Cuidado é trabalho e deve ser (bem) remunerado. Mesmo que algumas atividades de cuidado sejam remuneradas, elas não recebem o reconhecimento necessário e são normalmente consideradas profissões e ocupações menos relevantes. Entramos em um paradoxo em que não sabemos se as profissões de cuidado não são bem remuneradas porque são exercidas principalmente por mulheres, ou se são exercidas principalmente por mulheres porque não são bem remuneradas e valorizadas.
Vivemos num sistema que depende dessas atividades de cuidado para se manter, mas não oferece condições para que esse trabalho de cuidado seja exercido e nem valoriza quem o exerce - seja por opção ou pela necessidade de suprir essa demanda.
Por que pensar o cuidado?
Entendendo que o cuidado recai basicamente sobre as mulheres (especialmente as mulheres racializadas) e as famílias, percebemos que quando estas passam por transformações, todas as dinâmicas de cuidado também são questionadas.
As dinâmicas de cuidado têm passado por transformações significativas nas últimas décadas. A maior parte das atividades de cuidado recaem sobre mulheres (especialmente as mulheres racializadas) e as famílias, por isso, uma vez que estas passam por mudanças, também são necessárias mudanças nas maneiras de cuidar. Vários fatores significativos influenciam a mudança do papel social da mulher: a participação no mercado de trabalho; a liderança em lutas sociais e tomada decisões de processos migratórios; mts mulheres optando por não terem filhos, ou terem mais tarde; o número de divórcios; enfim, fatores inúmeros. As famílias também estão se transformando, muitas fogem da lógica heteronormativa. O aumento da expectativa de vida também significa mais tempo de vida com necessidades diferentes de cuidado. Todos esses fatores demandam novas lógicas e dinâmicas de cuidado.
Estamos percebendo que não podemos entender a natureza como um recurso infinito, que não podemos continuar no atual ritmo de exploração. Em alguns aspectos, chegamos perto de esgotar os recursos de nosso planeta.
Isso se passa também em relação ao cuidado. Entendemos que as mulheres, o pilar central do cuidado na América Latina, não têm capacidade infinita de cuidar de outros. Nós também precisamos de cuidado.
O que queremos?
Queremos que as responsabilidades de cuidado passem a ser pensadas por todas e que sejam distribuídas de maneira justa.

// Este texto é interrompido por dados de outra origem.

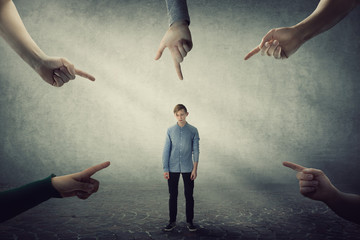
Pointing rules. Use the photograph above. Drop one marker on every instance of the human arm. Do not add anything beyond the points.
(285, 41)
(166, 155)
(53, 70)
(196, 153)
(18, 200)
(315, 185)
(194, 171)
(178, 37)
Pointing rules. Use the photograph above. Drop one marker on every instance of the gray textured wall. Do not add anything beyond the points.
(251, 115)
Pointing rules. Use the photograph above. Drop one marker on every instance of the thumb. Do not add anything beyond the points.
(85, 187)
(266, 38)
(313, 171)
(160, 51)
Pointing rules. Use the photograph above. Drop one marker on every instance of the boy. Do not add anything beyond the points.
(181, 155)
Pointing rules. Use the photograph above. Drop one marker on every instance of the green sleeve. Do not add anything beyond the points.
(18, 200)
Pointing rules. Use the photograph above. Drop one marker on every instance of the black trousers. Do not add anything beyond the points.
(173, 183)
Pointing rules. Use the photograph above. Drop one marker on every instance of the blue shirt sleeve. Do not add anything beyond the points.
(166, 152)
(177, 11)
(196, 151)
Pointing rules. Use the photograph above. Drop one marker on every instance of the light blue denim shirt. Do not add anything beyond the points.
(181, 148)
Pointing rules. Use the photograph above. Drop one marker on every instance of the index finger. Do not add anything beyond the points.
(294, 166)
(252, 53)
(178, 69)
(84, 74)
(92, 170)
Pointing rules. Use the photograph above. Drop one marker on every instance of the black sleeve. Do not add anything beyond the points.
(18, 200)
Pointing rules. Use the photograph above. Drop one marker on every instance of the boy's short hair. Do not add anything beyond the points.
(179, 107)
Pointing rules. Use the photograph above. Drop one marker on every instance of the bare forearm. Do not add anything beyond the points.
(346, 205)
(327, 14)
(195, 166)
(15, 34)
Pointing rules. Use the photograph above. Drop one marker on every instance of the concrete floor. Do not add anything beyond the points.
(135, 211)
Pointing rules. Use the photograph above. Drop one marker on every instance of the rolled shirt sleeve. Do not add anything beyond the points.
(166, 152)
(196, 150)
(177, 11)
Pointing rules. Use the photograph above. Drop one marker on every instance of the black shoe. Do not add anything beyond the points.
(191, 227)
(170, 227)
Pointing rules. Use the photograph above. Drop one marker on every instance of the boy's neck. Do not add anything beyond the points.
(181, 124)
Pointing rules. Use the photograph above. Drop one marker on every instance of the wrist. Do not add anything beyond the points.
(180, 23)
(333, 196)
(301, 33)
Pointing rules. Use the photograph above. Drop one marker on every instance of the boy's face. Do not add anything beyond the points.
(181, 116)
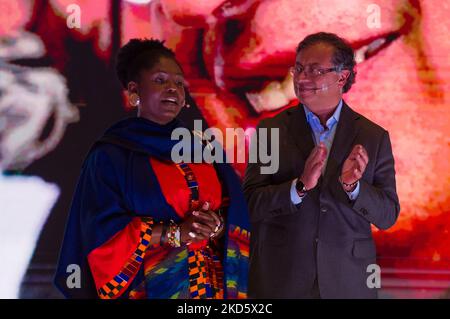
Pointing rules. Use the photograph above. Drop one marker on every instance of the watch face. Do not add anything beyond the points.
(300, 186)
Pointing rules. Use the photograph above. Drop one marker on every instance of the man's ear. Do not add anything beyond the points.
(132, 87)
(343, 76)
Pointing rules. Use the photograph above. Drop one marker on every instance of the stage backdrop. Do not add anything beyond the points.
(58, 92)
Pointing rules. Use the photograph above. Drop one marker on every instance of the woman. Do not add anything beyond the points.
(142, 226)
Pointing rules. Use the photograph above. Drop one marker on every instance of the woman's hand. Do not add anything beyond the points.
(201, 225)
(212, 219)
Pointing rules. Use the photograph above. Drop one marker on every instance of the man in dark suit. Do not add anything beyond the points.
(311, 220)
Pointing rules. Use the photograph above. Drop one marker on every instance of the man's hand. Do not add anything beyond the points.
(313, 166)
(354, 167)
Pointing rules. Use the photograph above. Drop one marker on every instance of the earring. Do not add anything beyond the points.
(134, 100)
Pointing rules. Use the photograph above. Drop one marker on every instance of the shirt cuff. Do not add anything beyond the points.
(295, 198)
(354, 195)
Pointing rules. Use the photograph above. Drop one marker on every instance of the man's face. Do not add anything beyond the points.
(314, 85)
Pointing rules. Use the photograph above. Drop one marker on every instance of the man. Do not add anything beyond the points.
(311, 221)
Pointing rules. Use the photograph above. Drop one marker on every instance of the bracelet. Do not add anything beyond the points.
(163, 239)
(347, 185)
(174, 234)
(219, 227)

Na prática, algumas medidas são: incluir diferentes segmentos sociais na discussão acerca do cuidado; criar alternativas de cuidado para que as cuidadoras possam escolher se querem ou não exercer o cuidado; retribuir os serviços de cuidado de maneira justa e criar condições adequadas para as trabalhadoras de cuidado; não deixar o cuidado dependendo apenas da família e de vínculos.
Precisamos criar e implementar mecanismos coletivos para sustentar e fortalecer as pessoas em necessidades de cuidado. Temos o direito de cuidar, de ser cuidadas e temos direito ao nosso autocuidado.
Numa sociedade que valoriza a produtividade a qualquer custo, o cuidado pode ser visto como secundário, desnecessário ou um privilégio.
Trazemos a perspectiva de que tudo é cuidado, que a vida se mantém através do cuidado.
O cuidado é uma necessidade para sobrevivermos, e o autocuidado, um direito. Para isso, precisamos fortalecer nossas redes e nos atentar a como o trabalho do cuidado está sendo distribuído.
Em tempos que a necropolítica se torna evidente, que o capital considera certas vidas descartáveis, o cuidado é revolucionário. Precisamos entender o cuidado como dever e direito de todas as pessoas e nos articular para que ele seja dividido de forma justa. É necessário que o Estado e as organizações e instituições assumam o seu papel no cuidado das pessoas e da natureza e é imprescindível que aquelas pessoas que têm o privilégio de poder escolher cuidar ou não cuidar, escolham por praticar o cuidado; assim, as responsabilidades são divididas e o fardo sobre os ombros daquelas que não podem escolher pode ser minimizado.